Crypto liquidations may be way worse than data has let on, suggest researchers

Liquidation data from major crypto exchanges is ‘erroneous’ according to findings from K33 Research.
Liquidation data from major crypto exchanges is ‘erroneous’ according to findings from K33 Research.

The amount and scale of crypto market liquidations could be much worse than data from major exchanges suggest, according to a researcher.

On Aug. 29, K33 Research senior analyst Vetle Lunde reported that major cryptocurrency exchanges such as Binance, Bybit, and OKX had significantly altered their reporting of liquidation data since 2021.

These alterations meant that exchanges recorded one liquidation per second instead of reporting all liquidations. 

“Liquidation data from exchanges are bogus and a vast underrepresentation of actual liquidation volumes in the market,” he said, adding: 

“Liquidation data has been wildly underreported in the past 3 years.”

If true, that would mean that crypto traders may have essentially been working off a blurry picture of the market.
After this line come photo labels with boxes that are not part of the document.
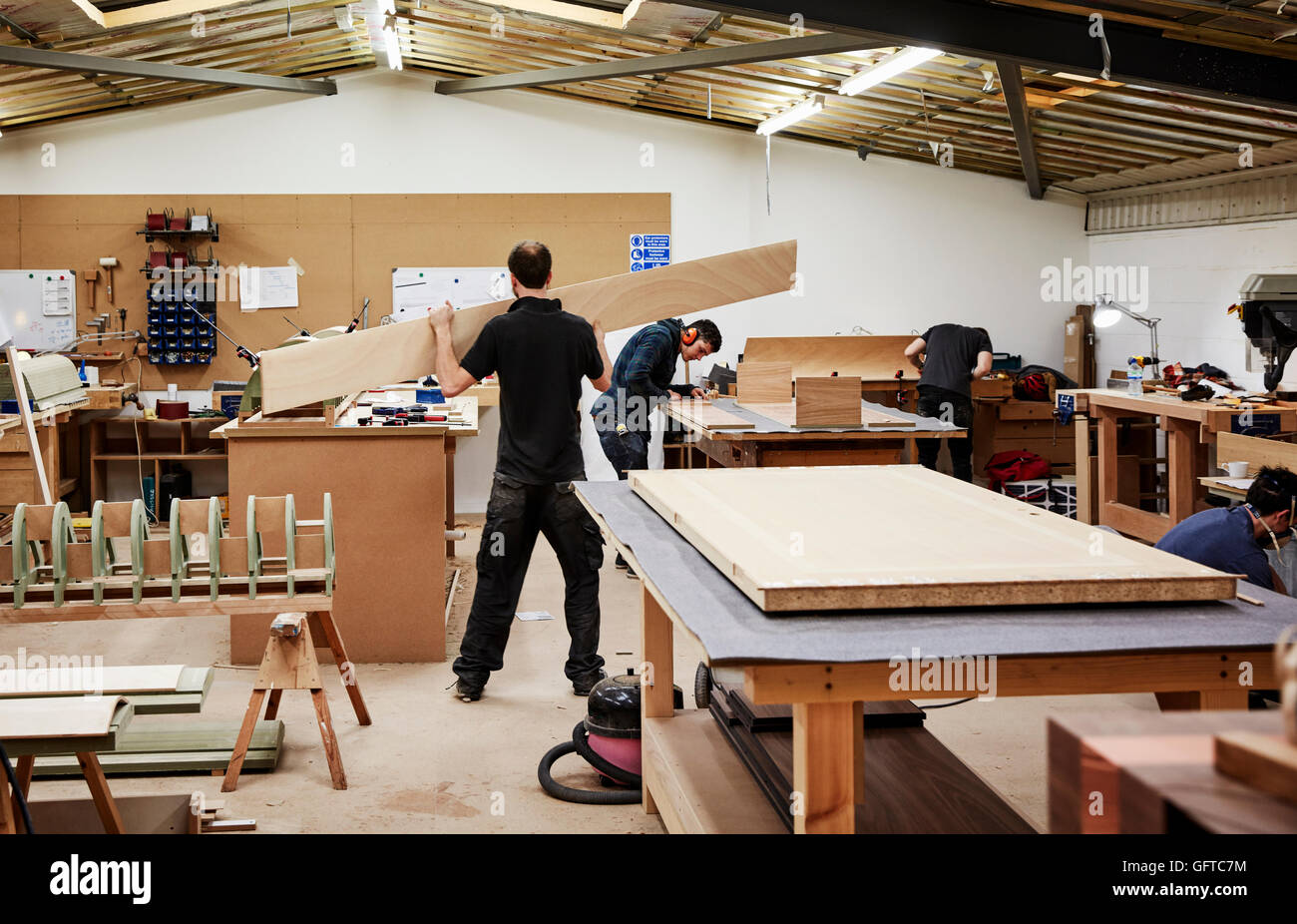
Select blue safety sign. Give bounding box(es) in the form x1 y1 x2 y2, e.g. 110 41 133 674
631 233 670 272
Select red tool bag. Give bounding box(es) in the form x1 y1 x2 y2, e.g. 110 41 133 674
983 449 1050 493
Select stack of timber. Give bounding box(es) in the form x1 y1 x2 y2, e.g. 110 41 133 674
35 719 284 777
631 466 1236 612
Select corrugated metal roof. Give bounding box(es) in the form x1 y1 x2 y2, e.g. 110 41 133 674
0 0 1297 194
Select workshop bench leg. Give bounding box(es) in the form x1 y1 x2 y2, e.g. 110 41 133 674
77 751 126 834
792 702 864 834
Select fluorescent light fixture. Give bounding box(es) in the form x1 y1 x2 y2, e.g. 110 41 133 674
756 94 824 135
838 48 942 96
379 0 401 70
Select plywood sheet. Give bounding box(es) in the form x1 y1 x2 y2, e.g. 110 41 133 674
743 336 918 381
794 375 864 427
0 695 125 739
735 362 792 403
260 241 796 413
631 466 1235 612
671 398 756 429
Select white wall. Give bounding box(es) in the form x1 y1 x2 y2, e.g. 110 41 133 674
1089 220 1297 388
0 73 1088 511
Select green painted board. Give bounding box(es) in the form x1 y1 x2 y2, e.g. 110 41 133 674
35 719 284 777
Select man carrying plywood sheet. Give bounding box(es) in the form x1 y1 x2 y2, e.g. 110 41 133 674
429 240 613 702
905 324 994 482
591 318 721 574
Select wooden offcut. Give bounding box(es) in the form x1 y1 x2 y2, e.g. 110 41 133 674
0 695 125 739
260 240 798 413
631 466 1236 612
794 375 864 427
1215 732 1297 802
735 362 792 405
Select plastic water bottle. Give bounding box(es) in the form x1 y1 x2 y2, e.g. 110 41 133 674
1125 357 1144 394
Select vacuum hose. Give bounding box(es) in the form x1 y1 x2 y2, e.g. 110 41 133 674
536 721 644 806
0 745 36 834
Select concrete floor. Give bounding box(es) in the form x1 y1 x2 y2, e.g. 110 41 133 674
0 526 1157 833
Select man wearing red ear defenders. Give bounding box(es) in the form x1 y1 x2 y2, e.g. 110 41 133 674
591 318 721 567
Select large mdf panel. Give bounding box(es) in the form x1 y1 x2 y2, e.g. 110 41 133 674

Liquidation data is typically used as a “clean way to gauge risk appetite” and better understand leverage ratios on exchanges. 

The research noted that open interest, a measure of the value of crypto derivatives yet to expire, does not always correlate with liquidation data, as evidenced by the chart below. 

Changes in OI vs liquidations. Source: K33 Research

Additionally, liquidation data could also be used to better understand the impact of sudden volatility and whether or not leverage has been fully flushed out during large liquidation events such as Crypto Black Monday on Aug. 5, when Bitcoin’s price fell below $50,000 briefly. 

The researcher speculated that exchanges could be limiting data for PR considerations or maintaining an information advantage for their own benefit: 

“Some exchanges even have interests in investment firms that may trade on information that the rest of the market does not have.”

He said that monitoring changes in open interest may help gauge leverage flush outs as it can compare past leverage events to current ones “but fails to account for traders opening new positions amidst the carnage.”

“For now, liquidation data are mostly erroneous entertainment and not actionable.” 

Cointelegraph reached out to the exchanges mentioned in the research but did not receive comment by the time of publication. This article will be updated if they return comment.

Related: Bitcoin traders wait for $62K as 3% BTC price gains eat up liquidity

At the time of writing, crypto derivative data analysis platform Coinglass reports that 56,958 traders have been liquidated over the past 24 hours with total liquidations of $156.7 million, 83% of which were long positions

However, that information is also derived from data streams from the major exchanges.